Lonny, the giraffe, was worried about lightning. Lightning, Lonny knew, seeks the shortest path to the ground, and therefore tends to strike the tallest thing around. Lonny, being a giraffe, was often the tallest thing around. This worried him.
And so, when thunderclouds appeared in the distance, Lonny would bend his great long neck to the ground and wait anxiously for the storm to pass. Lonny was kind and friendly and generally well-liked, but when storms came and Lonny put his head down in the grass and stood quivering, unable to move or engage in friendly conversation, it made the other giraffes nervous and confused. In their nervousness and confusion, they would tease him and then run off to play in the pool or with large metal poles which they would hold in their mouths and compete to see who could raise their pole the highest. The other giraffes did not understand lightning.
So it was that on this particular Tuesday, Lonny found himself quite alone in the savannah being pelted by fat, heavy raindrops, as thunder rumbled all around, face-to-face with a crocodile.
"Hello," said Al. "I'm Al."
"Pleased to meet you," said Lonny, who was in no way going to be so foolish as to share his name with any crocodile, and especially not this one who had scuttled up quite sneakily, and especially not in this rain, and especially, especially not on a Tuesday.
"Likewise," said Al, well aware that Lonny had violated the customary exchanging-of-names part of a civilized introduction, but content enough to read Lonny's name tag. It was just for lunch, after all.
"Lonny, I need your help," Al continued. "In an attempt to better understand the principles governing lightning, I was flying my kite just now in the storm. Alas, the kite has become stuck in the branches of that tall tree. My small crocodile neck prevents me from reaching it. Lonny, in the name of science, would you be so kind as to retrieve my kite?"
Lonny cautiously lifted his head an inch off the ground to look at the tree. Indeed, there was a kite tangled high in its boughs, flapping in the wind wildly, yet weakly, rather like a lanky animal flailing in quicksand. Al's story seemed plausible, but crocodiles, Lonny knew, are a shifty bunch. He needed more details.
"What's a crocodile studying electromagnetism for? Besides, don't you know that Benjamin Franklin did the whole kite thing already?"
This is one well-educated giraffe, thought Al. The gig was up.
"I'm no crocodile!" he said as he peeled off his fake pointed snout, revealing a rounded one underneath. The name Al, was, of course, short for Alligator.
"Aaaahhh," exclaimed Lonny. His fear of lightning was suddenly replaced by his fear of alligators. Lonny's neck sprung upright.
Unfortunately, his head's rapid change in altitude caused the blood to drain from his brain, and Lonny, overcome with dizziness, toppled over into the adjacent pool of quicksand. As he sank, he writhed wildly, yet weakly, rather like a certain kite.
The quicksand had just reached his shoulders when a blast of lightning cracked nearby, so close that Lonny could feel its heat. He yelped and ducked his head. Unfortunately, the ducking turned into more of a plunging, a plunging into the oozing quicksand, which happily swallowed Lonny whole.

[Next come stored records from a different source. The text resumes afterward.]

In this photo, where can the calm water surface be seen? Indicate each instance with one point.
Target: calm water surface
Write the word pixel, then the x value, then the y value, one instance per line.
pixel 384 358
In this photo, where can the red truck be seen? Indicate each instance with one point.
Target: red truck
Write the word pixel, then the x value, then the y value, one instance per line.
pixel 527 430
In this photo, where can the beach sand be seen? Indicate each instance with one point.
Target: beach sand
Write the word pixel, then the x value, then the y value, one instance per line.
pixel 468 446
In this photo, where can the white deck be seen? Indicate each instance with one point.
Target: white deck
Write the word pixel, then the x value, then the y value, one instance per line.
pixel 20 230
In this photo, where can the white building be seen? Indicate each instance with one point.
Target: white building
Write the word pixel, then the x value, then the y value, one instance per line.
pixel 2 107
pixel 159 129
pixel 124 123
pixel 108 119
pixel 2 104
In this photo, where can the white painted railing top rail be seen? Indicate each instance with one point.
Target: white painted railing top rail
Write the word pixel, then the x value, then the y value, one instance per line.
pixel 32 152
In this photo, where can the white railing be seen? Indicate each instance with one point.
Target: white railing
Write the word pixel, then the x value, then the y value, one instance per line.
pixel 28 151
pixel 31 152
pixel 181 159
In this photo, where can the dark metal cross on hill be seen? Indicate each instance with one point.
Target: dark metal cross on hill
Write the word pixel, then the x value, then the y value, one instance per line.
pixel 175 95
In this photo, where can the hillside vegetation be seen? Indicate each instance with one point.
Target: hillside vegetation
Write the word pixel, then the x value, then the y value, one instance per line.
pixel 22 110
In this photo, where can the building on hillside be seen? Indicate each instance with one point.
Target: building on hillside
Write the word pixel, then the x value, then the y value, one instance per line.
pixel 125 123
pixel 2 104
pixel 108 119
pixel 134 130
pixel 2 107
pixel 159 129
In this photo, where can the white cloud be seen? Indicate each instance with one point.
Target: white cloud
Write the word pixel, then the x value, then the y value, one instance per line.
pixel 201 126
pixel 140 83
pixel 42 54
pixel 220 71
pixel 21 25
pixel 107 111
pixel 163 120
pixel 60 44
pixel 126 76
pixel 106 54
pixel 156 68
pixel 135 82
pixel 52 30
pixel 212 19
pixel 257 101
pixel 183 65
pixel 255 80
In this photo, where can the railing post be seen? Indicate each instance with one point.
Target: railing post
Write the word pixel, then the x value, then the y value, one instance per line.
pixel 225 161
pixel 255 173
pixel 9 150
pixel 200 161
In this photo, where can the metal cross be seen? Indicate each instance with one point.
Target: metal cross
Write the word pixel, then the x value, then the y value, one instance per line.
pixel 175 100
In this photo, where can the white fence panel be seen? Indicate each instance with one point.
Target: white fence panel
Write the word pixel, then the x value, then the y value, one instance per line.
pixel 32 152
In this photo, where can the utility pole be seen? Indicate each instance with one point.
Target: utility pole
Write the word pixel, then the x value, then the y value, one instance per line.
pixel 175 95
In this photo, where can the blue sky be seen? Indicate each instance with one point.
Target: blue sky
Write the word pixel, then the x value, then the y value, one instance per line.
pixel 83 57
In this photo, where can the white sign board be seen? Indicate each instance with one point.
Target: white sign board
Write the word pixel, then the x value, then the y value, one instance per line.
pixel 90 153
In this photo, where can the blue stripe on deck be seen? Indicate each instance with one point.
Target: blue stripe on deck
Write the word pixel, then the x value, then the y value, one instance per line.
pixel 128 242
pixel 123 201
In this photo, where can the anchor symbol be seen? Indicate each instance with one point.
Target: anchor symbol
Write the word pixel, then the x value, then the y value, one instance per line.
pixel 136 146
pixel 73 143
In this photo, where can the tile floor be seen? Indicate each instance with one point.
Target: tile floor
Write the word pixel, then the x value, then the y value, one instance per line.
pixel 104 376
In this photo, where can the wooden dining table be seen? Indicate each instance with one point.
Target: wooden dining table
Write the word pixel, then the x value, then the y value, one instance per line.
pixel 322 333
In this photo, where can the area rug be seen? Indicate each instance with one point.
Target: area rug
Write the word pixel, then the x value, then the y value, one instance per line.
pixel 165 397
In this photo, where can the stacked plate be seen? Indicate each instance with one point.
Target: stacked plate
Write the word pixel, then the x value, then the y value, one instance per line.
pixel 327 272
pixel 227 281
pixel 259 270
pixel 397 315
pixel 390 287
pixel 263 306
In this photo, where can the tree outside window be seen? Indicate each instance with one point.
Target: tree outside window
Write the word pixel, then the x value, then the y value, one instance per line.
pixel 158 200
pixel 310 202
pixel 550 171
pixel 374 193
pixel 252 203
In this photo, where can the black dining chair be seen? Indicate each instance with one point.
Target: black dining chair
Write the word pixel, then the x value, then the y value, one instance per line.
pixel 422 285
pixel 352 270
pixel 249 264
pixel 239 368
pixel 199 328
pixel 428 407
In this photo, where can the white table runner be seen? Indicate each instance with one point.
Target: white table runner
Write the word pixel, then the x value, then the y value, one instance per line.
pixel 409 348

Al, feeling dejected about his unconvincing disguise, his failed - and apparently unoriginal - science experiment, and his now absent, deceased, and swallowed-whole lunch plan, scuttled home, dropped out of his PhD program, and succumbed to alcoholism, just as his mother had always feared.
Now that the rain had stopped, the other giraffes, meanwhile, were being devoured by a group of vultures who were beginning to wonder if they could maybe capture the wild power of lightning and channel it into some sort of cooking apparatus with a timer, heating coils, and different crispiness settings. Charred giraffe tastes so much better.